Capula Klein’s Bottle, 2007. Stainless steel frame and woven vinyl chord, 95 x 178 x 92 in.

Building New Topias: A Conversation with Pedro Reyes

The methods employed by an artist in producing a body of work are often made up of intricate and personal associations that may confound the way a viewer assimilates knowledge. Pedro Reyes, architect, cultural agent, and artist, employs simple means: objects and casual scenarios that blend the realms of utopia, psychology, function, individual fantasies, and collective aspirations. His works, often emerging from existing forms, are re-ordered into meaningful participatory events and social renewals, a strategy that aligns them with the theories of Nicolas Bourriaud.
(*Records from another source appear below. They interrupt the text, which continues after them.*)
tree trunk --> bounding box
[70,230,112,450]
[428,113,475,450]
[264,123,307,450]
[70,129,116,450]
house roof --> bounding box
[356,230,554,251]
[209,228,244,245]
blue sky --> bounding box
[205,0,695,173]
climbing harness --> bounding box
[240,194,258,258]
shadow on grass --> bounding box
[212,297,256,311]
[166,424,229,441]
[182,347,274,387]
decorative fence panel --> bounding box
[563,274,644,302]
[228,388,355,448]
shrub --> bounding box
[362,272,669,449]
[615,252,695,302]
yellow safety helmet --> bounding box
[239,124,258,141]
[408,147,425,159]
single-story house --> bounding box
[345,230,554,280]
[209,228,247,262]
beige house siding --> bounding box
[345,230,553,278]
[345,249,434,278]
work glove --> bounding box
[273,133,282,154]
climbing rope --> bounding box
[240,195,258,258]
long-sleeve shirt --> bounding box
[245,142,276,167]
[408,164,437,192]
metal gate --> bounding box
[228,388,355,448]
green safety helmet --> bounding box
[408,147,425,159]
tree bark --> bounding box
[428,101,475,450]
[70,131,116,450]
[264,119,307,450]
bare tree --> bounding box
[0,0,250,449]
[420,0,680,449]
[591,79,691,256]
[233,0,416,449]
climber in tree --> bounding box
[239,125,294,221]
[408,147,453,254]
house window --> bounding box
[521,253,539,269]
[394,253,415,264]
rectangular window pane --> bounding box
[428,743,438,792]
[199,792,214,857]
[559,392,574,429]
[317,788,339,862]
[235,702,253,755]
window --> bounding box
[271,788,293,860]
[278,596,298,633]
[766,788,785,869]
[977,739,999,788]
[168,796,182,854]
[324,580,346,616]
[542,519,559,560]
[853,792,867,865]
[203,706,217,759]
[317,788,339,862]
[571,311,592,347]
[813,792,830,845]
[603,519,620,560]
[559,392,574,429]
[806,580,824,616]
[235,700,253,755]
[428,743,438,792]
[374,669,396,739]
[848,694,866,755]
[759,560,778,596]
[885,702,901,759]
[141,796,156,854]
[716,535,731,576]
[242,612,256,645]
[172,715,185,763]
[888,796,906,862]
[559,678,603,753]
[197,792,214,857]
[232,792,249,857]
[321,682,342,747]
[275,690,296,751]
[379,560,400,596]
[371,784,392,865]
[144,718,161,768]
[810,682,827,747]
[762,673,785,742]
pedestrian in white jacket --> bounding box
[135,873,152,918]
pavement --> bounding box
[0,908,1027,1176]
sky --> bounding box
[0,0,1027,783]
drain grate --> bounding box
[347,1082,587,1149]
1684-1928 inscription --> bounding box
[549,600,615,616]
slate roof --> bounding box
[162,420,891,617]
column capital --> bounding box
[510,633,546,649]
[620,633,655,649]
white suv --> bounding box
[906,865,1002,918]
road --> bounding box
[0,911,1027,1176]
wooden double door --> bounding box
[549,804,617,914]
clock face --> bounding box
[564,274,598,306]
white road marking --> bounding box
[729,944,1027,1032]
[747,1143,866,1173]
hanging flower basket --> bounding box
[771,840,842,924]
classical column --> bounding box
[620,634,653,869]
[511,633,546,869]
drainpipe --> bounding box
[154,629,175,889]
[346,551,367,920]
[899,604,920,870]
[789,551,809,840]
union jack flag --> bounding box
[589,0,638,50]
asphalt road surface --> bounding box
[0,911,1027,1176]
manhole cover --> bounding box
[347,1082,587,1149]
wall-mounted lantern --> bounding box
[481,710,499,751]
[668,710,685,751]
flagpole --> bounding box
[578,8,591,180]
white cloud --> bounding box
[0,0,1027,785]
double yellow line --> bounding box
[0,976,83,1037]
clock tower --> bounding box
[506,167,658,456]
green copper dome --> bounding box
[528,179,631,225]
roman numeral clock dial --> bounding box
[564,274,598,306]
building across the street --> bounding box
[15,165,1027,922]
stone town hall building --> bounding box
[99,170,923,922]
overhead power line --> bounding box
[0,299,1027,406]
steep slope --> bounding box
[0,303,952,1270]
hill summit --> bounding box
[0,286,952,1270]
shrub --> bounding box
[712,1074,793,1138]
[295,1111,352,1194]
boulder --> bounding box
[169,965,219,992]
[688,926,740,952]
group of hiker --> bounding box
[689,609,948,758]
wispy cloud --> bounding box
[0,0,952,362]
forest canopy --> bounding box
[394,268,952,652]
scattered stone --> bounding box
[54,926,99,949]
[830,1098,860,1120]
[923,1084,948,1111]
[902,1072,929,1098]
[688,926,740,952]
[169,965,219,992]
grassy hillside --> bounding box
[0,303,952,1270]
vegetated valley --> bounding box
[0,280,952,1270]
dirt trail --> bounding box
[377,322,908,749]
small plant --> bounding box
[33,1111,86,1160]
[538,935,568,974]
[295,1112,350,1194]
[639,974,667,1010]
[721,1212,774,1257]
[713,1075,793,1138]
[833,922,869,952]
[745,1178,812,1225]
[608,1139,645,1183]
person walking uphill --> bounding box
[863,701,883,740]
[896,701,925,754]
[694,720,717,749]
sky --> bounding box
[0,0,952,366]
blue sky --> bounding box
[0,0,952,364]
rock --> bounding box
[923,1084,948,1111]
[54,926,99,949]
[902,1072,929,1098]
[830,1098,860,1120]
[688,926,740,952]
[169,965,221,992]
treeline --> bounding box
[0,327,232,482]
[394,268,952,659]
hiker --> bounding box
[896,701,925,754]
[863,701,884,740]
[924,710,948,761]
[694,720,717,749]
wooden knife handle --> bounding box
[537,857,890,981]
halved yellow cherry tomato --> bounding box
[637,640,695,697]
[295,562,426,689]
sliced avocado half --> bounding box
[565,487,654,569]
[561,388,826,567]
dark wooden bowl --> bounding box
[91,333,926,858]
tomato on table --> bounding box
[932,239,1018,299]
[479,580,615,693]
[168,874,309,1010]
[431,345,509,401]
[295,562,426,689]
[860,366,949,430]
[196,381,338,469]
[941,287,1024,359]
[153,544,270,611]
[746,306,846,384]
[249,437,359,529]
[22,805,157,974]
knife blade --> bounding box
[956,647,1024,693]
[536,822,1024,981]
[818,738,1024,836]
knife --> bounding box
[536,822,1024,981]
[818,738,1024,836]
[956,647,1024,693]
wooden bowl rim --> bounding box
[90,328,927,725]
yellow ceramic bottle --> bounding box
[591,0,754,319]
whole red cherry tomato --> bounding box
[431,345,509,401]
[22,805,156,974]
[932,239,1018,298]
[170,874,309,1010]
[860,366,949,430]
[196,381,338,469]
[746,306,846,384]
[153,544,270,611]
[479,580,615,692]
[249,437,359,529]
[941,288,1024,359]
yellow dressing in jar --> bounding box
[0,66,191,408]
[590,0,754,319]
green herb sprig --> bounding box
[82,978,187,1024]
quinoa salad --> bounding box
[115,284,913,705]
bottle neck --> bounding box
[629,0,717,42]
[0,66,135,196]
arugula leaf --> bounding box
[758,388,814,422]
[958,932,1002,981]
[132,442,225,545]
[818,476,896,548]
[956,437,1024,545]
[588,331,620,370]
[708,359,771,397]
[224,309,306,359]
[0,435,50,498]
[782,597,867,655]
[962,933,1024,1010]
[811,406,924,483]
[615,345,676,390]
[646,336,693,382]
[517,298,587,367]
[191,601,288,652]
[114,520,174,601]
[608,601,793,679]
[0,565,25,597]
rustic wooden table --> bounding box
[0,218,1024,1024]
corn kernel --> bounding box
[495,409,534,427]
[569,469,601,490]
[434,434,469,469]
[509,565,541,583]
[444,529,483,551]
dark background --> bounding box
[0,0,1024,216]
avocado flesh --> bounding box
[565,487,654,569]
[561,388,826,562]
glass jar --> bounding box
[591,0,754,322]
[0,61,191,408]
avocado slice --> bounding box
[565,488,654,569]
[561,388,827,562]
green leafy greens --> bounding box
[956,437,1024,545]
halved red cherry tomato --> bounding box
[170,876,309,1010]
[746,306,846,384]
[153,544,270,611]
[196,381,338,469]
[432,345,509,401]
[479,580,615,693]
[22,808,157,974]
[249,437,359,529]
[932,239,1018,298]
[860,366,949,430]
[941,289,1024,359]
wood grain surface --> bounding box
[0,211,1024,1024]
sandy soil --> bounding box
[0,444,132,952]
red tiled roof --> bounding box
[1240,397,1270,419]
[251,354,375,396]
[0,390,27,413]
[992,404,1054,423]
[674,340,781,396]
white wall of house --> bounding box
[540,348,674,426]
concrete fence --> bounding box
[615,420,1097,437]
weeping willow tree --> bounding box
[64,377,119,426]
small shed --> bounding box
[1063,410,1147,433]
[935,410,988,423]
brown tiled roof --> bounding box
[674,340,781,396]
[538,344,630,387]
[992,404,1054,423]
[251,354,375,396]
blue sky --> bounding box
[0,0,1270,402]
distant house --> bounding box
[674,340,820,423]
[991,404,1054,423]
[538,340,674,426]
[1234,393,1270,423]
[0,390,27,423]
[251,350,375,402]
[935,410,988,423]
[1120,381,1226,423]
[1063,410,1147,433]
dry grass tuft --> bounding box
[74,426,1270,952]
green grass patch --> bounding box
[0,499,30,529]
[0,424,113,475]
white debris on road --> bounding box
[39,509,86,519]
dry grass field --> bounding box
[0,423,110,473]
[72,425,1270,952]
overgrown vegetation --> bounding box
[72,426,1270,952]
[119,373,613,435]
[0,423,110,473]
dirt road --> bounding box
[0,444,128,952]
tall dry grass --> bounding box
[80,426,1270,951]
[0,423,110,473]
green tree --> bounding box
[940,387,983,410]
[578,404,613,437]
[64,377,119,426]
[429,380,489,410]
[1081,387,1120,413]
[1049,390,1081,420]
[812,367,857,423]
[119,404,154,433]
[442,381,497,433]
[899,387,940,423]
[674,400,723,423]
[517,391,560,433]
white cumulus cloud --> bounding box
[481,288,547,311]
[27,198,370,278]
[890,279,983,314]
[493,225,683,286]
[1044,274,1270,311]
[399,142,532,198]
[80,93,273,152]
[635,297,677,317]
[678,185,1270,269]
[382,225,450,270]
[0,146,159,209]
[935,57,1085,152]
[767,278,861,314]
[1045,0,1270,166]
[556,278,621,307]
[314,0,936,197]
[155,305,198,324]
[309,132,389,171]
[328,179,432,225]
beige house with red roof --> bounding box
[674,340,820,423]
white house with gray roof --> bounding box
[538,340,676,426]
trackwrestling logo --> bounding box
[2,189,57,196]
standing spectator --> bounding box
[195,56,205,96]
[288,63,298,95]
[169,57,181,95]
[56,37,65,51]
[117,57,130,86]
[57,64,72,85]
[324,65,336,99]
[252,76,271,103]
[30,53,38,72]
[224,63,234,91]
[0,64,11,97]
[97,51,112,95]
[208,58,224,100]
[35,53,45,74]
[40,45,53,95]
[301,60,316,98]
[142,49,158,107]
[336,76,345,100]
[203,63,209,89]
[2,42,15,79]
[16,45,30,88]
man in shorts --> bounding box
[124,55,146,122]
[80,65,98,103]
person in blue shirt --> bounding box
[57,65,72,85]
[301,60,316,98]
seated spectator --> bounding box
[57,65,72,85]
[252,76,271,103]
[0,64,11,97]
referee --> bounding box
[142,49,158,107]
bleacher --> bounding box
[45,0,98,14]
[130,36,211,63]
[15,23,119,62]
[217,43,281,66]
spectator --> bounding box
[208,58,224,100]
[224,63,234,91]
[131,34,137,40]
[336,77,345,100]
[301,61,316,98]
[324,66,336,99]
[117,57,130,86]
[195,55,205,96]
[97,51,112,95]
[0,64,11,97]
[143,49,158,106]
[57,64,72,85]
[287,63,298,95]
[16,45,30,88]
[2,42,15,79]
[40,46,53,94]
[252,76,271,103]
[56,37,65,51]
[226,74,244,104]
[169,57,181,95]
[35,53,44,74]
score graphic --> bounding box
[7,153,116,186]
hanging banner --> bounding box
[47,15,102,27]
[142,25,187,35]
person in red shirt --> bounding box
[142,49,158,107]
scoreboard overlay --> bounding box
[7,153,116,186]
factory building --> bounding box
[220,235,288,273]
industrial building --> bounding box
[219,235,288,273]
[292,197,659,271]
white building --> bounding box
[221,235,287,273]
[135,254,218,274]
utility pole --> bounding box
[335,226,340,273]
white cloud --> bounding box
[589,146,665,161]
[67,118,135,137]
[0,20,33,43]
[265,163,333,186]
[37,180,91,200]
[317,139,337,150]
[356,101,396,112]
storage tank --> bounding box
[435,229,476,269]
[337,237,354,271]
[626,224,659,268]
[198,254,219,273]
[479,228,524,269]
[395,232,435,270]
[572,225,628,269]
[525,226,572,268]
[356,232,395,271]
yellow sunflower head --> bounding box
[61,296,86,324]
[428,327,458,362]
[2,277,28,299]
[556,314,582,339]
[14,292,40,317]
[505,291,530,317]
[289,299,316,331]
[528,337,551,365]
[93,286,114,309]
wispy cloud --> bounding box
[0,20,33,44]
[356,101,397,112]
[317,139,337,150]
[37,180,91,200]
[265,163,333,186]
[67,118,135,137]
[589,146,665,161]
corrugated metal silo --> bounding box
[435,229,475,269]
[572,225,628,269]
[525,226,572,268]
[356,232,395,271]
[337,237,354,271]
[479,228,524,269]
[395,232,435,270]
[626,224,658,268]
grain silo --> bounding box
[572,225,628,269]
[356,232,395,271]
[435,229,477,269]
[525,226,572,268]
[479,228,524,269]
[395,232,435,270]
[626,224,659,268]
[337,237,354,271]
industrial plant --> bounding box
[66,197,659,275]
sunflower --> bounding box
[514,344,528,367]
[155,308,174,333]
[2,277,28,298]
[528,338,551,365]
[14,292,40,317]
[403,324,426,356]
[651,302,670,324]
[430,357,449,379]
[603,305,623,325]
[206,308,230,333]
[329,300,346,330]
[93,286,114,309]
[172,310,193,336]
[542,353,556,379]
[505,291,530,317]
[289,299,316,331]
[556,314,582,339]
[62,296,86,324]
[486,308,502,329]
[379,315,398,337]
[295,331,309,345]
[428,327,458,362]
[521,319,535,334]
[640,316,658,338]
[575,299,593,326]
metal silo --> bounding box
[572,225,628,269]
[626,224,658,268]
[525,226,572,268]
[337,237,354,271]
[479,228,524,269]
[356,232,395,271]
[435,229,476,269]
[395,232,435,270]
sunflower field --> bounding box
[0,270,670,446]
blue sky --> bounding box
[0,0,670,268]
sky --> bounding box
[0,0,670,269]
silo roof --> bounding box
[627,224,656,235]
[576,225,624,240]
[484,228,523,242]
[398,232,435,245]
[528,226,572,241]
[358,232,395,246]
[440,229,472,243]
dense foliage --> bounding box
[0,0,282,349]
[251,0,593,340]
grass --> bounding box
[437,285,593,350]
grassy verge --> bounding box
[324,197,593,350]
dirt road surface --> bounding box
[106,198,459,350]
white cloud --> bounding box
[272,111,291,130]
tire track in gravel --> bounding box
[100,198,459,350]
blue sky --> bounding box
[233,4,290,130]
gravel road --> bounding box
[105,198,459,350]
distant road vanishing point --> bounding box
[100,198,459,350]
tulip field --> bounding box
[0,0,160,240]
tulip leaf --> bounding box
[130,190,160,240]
For Bourriaud, “the role of artworks is no longer to form imaginary and utopian realities, but to actually be ways of living and to produce models of action within the existing reality, whatever the scale.” Reyes’s work is conceptually based and visually unpredictable. His project Palas Por Pistolas, presented at a talk at the Storefront for Architecture in New York City in October 2007, inspired this interview. Reyes’s collaboration with architect Teddy Cruz, “Conflict Resolution,” was recently hosted by the San Francisco Art Institute, and the exhibition “Pedro Reyes: 47 Undertakings” recently closed at the Bass Museum of Art in Miami.

Carolee Thea: How did Palas Por Pistolas come about?
Pedro Reyes: I was invited to do Palas Por Pistolas for the botanical garden in Culiacán, a city in western Mexico with the highest number of gun deaths in the country. The gardens are beautiful and bucolic, considered the best collection of tropical plants in the Americas, but outside the walls, violence prevails. My project tried to bridge the two worlds. My initial step was to organize a campaign in cooperation with the city government—collecting weapons and melting the metal into shovels that would later be used to plant trees in the city and beyond. It’s like a transmutation of metal motivated by the social design embedded in the process of removing the weapons from circulation—like agents of death turned into agents of life. I want to believe that by taking 1,500 arms out of circulation we might save a few lives, but the real purpose of the piece is to add a story to the world, so in other cities they will say, “In Culiacán, they did that. ”

CT: Who instigated the project?
PR: I was invited by the curator Patrick Charpenel and the patron of the botanical garden, Agustin Coppel, a visionary philanthropist. I quickly understood that Culiacán is like a gun-slinging town in an American Western. In my research, I spoke with many people who knew of someone, in their own family or another one, who had been shot. My ensuing deliberations connected the guns and the garden to produce a social metamorphosis.

CT: Instead of a traditional approach to making sculpture for a specific site, you negotiated several environments, seizing on the opportunity to collaborate with an institution to transform its surroundings. This is a very different approach than that used by artists in the ’60s and ’70s, when symbolic means exposed social inequities and anti-democratic institutions. Enlisting the help of institutions was not desirable.
PR: The point you make is very interesting. Often the idea of resisting the institution is a bit like renouncing your responsibility, because the people working within the institutions may want to dialogue, and furthermore, they may be willing to be called into the project. For me, the idea of going against the institution is childish.